ORIGINAL: Flying freak

Hi

im about to order my first JETT cant wait to get it but im wondering if i should keep an eye on the runnign tempature im scared to damage it (im 15 and thats almsot 1/2 a summers worth of working for one engine) so would it be worth to instal somthign like [link=http://www2.towerhobbies.com/cgi-bin/wti0001p?&I=LXHUH2&P=7]this[/link]??

if so what temp am i looking to stay under

Thank you

Steven
Don't worry too much about it Steven. Don't over complicate things
The engine is very user friendly, you will enjoy it. Sounds like you have good fuel, and are well motivated and willing to take care of the investment... so you will likely have no issues.

Most important thing you can do is install the engine on a test stand for the first 5-6 runs. Follow the run-in instructions. Break in prop for the SJ-50 is an APC 9x6.

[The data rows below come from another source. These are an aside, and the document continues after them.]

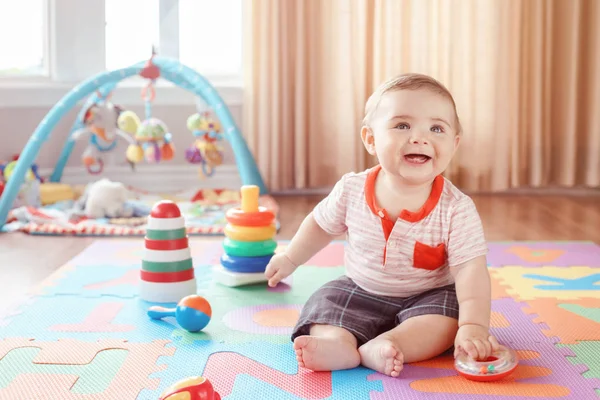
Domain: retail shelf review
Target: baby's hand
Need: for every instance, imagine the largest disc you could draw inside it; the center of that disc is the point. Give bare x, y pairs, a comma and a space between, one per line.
476, 341
280, 267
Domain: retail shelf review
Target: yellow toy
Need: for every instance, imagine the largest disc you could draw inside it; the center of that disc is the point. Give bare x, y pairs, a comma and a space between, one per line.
205, 150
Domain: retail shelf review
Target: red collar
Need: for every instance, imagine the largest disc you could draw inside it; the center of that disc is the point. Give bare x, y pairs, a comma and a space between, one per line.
409, 216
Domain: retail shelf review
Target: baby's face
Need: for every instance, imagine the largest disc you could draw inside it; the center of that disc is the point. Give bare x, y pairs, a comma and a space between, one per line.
414, 134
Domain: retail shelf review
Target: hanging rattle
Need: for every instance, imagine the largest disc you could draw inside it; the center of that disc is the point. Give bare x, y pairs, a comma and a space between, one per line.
152, 137
100, 121
205, 150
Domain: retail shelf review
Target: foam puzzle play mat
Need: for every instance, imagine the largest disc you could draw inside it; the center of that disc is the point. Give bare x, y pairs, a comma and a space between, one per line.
85, 333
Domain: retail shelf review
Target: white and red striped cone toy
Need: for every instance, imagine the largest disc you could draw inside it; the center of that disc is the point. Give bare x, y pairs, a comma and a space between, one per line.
167, 273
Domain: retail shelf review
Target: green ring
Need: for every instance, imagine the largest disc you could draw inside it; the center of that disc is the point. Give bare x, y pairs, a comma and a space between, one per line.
171, 266
249, 249
171, 234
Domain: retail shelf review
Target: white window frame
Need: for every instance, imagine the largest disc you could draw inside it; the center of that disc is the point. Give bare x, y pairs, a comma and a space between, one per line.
76, 50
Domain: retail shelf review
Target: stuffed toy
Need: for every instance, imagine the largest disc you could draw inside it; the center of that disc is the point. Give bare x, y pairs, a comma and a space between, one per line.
107, 199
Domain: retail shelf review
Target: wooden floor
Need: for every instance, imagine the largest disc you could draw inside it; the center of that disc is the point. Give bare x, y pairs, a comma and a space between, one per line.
26, 260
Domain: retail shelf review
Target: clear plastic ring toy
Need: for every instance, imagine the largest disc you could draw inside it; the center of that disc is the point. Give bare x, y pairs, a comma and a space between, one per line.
502, 363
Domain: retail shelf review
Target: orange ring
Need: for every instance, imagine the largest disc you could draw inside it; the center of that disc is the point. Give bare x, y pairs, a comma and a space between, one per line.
262, 217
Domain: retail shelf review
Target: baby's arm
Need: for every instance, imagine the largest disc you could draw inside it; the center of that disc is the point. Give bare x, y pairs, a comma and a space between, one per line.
319, 228
467, 250
308, 241
473, 290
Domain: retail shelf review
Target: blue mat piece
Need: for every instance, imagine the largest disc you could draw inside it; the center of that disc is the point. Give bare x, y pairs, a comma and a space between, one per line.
103, 280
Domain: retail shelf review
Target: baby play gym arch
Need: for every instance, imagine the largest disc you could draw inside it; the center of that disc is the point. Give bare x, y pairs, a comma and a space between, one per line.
99, 88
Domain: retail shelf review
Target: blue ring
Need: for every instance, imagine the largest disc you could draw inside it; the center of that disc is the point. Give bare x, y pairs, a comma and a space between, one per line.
245, 264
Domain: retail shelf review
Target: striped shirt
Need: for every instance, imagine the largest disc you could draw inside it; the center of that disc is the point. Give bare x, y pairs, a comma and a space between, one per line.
408, 256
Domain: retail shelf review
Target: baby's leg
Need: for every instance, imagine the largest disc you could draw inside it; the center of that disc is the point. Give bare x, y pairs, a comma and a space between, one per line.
327, 348
427, 327
416, 339
335, 320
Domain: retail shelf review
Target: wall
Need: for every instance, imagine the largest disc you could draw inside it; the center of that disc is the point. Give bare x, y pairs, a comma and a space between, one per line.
18, 119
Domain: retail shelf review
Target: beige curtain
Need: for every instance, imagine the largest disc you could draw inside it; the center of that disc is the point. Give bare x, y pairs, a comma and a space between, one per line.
525, 75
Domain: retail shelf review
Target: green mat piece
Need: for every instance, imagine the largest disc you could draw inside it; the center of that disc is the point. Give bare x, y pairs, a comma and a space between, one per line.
586, 353
224, 299
93, 378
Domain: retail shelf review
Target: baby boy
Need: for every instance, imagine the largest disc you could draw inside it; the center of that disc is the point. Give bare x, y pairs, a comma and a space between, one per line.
416, 279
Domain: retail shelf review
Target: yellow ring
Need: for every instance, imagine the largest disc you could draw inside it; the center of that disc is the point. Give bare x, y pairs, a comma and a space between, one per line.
250, 233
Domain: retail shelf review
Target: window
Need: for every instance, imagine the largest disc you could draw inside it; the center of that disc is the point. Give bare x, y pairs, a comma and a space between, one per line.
132, 29
23, 38
206, 35
210, 36
51, 45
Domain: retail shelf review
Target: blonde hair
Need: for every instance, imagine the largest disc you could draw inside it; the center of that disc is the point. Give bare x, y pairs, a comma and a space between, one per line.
410, 81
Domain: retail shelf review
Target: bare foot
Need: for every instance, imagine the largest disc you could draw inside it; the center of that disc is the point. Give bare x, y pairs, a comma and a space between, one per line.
325, 353
382, 356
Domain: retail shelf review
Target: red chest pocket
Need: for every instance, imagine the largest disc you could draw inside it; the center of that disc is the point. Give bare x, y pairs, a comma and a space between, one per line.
428, 257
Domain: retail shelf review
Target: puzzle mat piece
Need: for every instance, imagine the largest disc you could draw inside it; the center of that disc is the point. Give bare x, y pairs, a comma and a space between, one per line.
125, 252
103, 280
65, 365
14, 308
266, 314
543, 373
251, 313
516, 326
536, 254
94, 377
549, 282
586, 355
565, 325
62, 317
263, 370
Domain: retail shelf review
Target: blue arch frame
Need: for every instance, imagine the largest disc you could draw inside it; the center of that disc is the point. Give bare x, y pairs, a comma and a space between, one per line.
104, 83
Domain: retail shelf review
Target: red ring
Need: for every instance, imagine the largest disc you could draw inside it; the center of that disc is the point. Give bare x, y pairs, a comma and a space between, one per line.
263, 217
173, 244
164, 277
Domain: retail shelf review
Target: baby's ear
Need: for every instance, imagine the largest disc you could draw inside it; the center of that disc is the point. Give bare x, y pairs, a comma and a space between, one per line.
368, 139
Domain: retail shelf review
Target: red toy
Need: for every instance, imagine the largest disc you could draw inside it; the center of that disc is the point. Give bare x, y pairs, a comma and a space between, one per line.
196, 387
502, 363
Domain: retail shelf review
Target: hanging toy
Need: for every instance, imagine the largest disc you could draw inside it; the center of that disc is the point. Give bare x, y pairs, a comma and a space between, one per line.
152, 137
100, 122
204, 150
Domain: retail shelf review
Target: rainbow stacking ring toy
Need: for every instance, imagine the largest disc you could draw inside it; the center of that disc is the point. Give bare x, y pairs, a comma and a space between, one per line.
502, 363
249, 243
167, 273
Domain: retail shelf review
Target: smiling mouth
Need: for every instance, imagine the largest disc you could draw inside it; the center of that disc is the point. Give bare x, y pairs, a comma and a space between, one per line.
417, 158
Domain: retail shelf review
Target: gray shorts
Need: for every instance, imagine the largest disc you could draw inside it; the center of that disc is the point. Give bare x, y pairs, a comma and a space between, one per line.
343, 303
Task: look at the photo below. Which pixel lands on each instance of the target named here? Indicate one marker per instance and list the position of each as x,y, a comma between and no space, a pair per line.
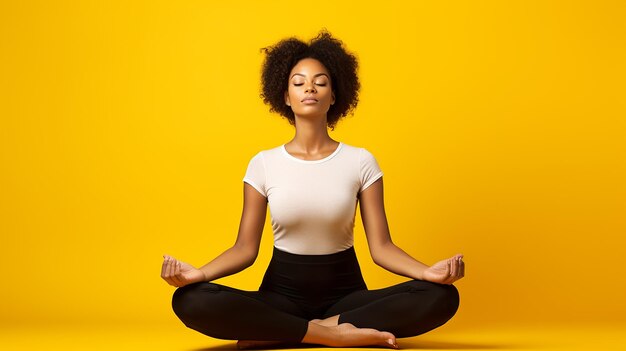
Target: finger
174,273
168,271
177,275
163,266
448,276
454,268
462,268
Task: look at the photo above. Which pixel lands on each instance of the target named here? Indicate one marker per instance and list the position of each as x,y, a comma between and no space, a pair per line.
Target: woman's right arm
237,258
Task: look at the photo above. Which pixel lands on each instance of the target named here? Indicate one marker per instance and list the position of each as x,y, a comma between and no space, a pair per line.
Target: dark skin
310,80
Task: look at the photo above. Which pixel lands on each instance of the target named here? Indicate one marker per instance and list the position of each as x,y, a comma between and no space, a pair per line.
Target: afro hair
341,64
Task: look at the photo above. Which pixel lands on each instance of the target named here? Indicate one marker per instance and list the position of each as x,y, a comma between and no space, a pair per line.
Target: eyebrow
317,75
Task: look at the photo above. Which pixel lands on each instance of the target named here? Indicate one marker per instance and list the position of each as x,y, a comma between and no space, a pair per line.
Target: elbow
247,254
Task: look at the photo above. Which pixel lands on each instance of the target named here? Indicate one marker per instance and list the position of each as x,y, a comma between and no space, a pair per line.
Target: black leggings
299,288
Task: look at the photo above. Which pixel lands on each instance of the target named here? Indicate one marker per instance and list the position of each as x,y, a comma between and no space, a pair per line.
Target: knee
447,300
187,301
443,299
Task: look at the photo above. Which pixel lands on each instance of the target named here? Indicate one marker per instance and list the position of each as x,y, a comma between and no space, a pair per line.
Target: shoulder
360,152
264,153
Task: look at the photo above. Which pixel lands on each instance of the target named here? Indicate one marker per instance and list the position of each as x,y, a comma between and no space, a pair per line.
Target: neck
311,135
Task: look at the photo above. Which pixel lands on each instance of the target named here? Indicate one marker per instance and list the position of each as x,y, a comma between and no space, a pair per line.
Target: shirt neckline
284,151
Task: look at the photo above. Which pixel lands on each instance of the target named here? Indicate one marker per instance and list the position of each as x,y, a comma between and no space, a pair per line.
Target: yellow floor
177,337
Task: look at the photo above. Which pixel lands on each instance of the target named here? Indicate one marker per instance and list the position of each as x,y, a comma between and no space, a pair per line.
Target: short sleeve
255,174
369,169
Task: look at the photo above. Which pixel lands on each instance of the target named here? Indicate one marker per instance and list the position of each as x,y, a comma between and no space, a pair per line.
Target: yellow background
126,128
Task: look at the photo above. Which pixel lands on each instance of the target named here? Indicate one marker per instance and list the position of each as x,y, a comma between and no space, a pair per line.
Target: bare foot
328,322
347,335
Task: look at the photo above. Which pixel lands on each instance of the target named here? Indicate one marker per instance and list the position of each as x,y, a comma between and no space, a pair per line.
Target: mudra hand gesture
446,271
179,273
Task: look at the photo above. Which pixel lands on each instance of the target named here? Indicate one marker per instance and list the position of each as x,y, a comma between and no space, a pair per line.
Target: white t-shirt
312,202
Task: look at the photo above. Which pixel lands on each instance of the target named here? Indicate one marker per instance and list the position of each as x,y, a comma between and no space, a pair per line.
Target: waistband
337,257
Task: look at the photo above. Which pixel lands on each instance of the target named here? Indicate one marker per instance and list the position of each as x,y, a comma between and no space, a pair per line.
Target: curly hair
341,64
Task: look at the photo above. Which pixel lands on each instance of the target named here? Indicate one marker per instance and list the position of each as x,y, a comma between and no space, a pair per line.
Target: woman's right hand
179,273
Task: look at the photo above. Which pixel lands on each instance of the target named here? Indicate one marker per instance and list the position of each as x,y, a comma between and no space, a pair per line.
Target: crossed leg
227,313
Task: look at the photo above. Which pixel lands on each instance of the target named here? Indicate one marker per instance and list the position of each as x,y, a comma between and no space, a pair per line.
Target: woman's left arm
389,256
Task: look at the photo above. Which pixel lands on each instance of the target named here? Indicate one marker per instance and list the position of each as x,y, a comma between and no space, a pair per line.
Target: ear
287,101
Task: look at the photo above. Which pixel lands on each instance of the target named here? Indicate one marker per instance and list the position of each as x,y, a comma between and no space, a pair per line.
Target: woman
313,291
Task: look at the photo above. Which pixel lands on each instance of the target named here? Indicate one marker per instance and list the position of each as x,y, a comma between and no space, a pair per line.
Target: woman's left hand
446,271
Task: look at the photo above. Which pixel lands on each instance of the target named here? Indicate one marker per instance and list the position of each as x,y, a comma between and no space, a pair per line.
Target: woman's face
310,91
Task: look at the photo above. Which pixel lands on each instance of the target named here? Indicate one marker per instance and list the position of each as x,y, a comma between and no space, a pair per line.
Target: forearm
394,259
231,261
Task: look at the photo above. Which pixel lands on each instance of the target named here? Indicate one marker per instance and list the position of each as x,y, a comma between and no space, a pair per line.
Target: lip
309,99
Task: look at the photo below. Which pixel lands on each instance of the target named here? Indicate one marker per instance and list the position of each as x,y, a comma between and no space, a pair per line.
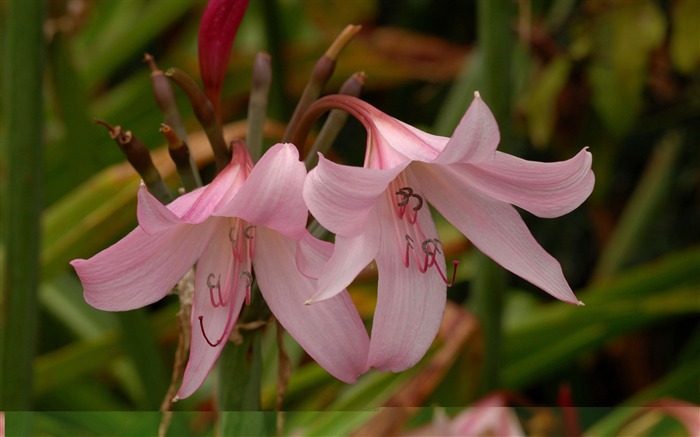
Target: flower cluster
249,224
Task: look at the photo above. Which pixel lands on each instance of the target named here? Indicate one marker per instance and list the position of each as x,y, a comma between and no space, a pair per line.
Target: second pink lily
380,212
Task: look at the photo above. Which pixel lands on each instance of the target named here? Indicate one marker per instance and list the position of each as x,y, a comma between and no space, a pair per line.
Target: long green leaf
22,91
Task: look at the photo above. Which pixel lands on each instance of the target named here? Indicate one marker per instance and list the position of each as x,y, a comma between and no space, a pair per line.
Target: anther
201,326
248,284
420,202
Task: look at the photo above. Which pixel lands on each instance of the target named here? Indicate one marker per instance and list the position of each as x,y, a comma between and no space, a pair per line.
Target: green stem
494,35
22,90
240,375
141,345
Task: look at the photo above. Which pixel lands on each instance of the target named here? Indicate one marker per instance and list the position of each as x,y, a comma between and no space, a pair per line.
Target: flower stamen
211,286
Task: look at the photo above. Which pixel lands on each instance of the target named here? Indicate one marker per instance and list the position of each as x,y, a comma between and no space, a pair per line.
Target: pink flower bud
216,33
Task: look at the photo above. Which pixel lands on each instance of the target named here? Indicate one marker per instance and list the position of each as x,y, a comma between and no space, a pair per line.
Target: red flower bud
216,33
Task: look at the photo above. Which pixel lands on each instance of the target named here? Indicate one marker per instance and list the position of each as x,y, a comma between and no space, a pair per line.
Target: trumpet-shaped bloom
380,212
247,218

Flying prop - stick with a standard APC 9x7 for the first dozen flights or so. Get use to the engine. Then move up to a 9x8. If you have to order just one size, get the 9x8 and just use those.

Make sure the fuel tank in the viper is well padded - foam all around it.

Temp measurement - put that totally out of your head. Not required.

Temp measurement does not really mean much with the majority of fixed wing model aircraft engines. Yes, I know some people seem to think it is important. I do not believe temperature measurement is a useful tool for the average flyer..... and Dub will tell you the same. Unless you have a thermocouple embeded in a fixed location as a reference, a good instrument to read it, and an hour or two of baseline temperature data at every possible mixture and throttle setting as history to compair it to ... you would never get a repeatable reading or any useful information.... and even with that..... it would not likely tell you much about how the engine was running anyway. The temperature of the outter fins, head, etc really mean little to what is going on inside of the engine. If the head or crankcase is obviously hot, the engine would have long since given you another visual/audio indication that it was not running properly... and ignoring that is just plain dumb.

Best engine tools are your ears, your eyes (safety glass and ear protection are highly recommended), your brain, and a decent tachometer - not $800 tach, a good ole $30 one works fine - it is just for reference anyway.

Ed's post on fuel is pretty accurate, as always.
Use the same fuel for break-in as you intend to fly with. Absoulutely no reason to complicate the easiest item in the model aircraft equation.

The castor blend (light blend, usually that 15/3 or 14/4 split) has shown a history of providing some safeguard protection should the ABC engine experience a sudden lean condition (you run out of fuel or suck an air bubble) and there is a temperature spike. It is just a safeguard, and the bearings don't seem to mind it either. So that is what I run..... have for years.... and it is what I recommend to others.

Adding a ton more castor is not of much benfit with this particular engine... might not do much harm, but it will make a hell of a mess.